Bats are beautiful mammals and integral to healthy ecosystems. Let’s reclaim their reputation by busting a few myths and getting to know them better.
Bats feast on blood
Count Dracula fans, we’re sorry to disappoint you. The myth is precisely that — a myth! A hackneyed Hollywood trope that frankly needs to go, in our view. Out of the 1300 bat species in the world, only one drinks the blood of mammals – the Common Vampire Bat residing deep in the tropics of Central and South America. Other bat species are perfectly content minding their own business and hanging upside down all day.
A bat bite can turn you into a vampire
While we’re at it, this particular myth needs dispelling as well. Bats rarely ever bite humans. By extension, turning into a vampire is a moot point! The closest a bat will ever get to humans is by chance, usually when they’re en route somewhere else or looking for food. Ensure that you keep a safe distance, though. If a bat does bite, it can transfer diseases to you.
All bats carry rabies
The threat of rabies is real anytime someone encounters a wild animal. In the past, several studies suggested that bats were super rabies carriers. Recent tests have found these studies wildly inaccurate – the primary reason being biased testing methods. Most tests conducted are on unhealthy bats, usually found on the ground. The chances of these bats carrying diseases are, therefore, higher.
Bats are blind
Bats have small eyes and therefore have limited vision. But they’re not blind. There are direct correlations between eye size and impaired vision in animals. Still, some bats are known to have extraordinary night vision, comparable to military surveillance equipment!

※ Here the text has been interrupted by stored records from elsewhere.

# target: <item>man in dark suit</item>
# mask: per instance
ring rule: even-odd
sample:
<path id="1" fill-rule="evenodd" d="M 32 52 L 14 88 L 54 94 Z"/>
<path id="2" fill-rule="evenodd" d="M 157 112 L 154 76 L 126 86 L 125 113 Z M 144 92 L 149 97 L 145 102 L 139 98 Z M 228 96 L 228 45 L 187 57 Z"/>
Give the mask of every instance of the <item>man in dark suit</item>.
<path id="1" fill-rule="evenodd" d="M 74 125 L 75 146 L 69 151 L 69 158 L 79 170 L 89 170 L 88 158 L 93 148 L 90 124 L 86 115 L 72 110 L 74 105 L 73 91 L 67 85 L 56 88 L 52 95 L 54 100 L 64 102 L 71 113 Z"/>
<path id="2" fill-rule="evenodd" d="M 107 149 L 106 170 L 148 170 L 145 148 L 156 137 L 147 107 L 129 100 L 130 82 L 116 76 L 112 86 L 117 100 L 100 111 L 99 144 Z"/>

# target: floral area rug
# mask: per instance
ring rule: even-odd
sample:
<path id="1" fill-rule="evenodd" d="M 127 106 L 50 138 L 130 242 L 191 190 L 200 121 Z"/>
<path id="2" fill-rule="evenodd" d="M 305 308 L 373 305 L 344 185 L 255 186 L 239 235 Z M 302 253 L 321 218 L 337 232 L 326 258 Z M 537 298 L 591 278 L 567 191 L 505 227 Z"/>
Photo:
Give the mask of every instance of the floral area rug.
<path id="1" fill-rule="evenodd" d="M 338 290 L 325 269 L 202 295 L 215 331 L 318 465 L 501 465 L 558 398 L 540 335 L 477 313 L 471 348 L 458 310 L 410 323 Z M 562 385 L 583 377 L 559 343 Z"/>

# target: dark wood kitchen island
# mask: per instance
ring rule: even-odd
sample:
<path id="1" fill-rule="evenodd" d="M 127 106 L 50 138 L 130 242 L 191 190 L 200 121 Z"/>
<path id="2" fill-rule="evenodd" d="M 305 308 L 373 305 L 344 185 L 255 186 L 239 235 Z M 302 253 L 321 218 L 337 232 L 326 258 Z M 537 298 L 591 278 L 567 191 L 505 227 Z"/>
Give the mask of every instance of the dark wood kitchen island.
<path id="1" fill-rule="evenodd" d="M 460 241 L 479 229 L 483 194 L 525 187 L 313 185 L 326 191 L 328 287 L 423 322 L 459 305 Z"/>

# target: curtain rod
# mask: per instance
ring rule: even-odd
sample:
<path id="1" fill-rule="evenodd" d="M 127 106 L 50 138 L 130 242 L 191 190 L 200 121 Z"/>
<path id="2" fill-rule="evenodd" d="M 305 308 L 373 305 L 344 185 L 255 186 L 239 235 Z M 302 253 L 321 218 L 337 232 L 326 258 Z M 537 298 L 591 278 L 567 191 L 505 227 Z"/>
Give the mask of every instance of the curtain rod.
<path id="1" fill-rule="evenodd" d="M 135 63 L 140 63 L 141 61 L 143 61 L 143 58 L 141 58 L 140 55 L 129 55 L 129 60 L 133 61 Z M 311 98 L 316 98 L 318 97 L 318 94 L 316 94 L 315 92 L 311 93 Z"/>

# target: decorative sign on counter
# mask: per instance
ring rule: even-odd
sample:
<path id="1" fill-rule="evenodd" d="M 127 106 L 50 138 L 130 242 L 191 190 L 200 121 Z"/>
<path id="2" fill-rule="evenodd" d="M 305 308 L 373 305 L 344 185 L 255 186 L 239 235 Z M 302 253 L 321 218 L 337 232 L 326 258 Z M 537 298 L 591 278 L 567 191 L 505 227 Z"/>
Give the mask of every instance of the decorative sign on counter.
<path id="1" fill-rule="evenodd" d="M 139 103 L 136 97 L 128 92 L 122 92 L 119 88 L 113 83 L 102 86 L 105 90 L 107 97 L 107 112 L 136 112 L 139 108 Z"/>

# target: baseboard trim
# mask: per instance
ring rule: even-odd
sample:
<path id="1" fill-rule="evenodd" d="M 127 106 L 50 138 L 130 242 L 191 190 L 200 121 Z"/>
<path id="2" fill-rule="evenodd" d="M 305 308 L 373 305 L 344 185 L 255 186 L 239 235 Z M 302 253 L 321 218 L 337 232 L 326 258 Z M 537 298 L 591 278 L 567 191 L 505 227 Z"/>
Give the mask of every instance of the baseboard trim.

Bats intentionally fly into your hair
A swarm of bats in someone’s face can only mean one thing. They’re trying to flee! It’s a natural response if people go poking into abandoned caves, buildings, or mines. Bats may get caught in your hair by accident. They don’t have any other interest in hair otherwise.
Bats are useless
This statement couldn’t be further from the truth. Bats are crucial to healthy ecosystems. Fruit bats are integral to dispersing seeds and regenerating forests. The Common fruit bat alone pollinates at least 114 species of plants.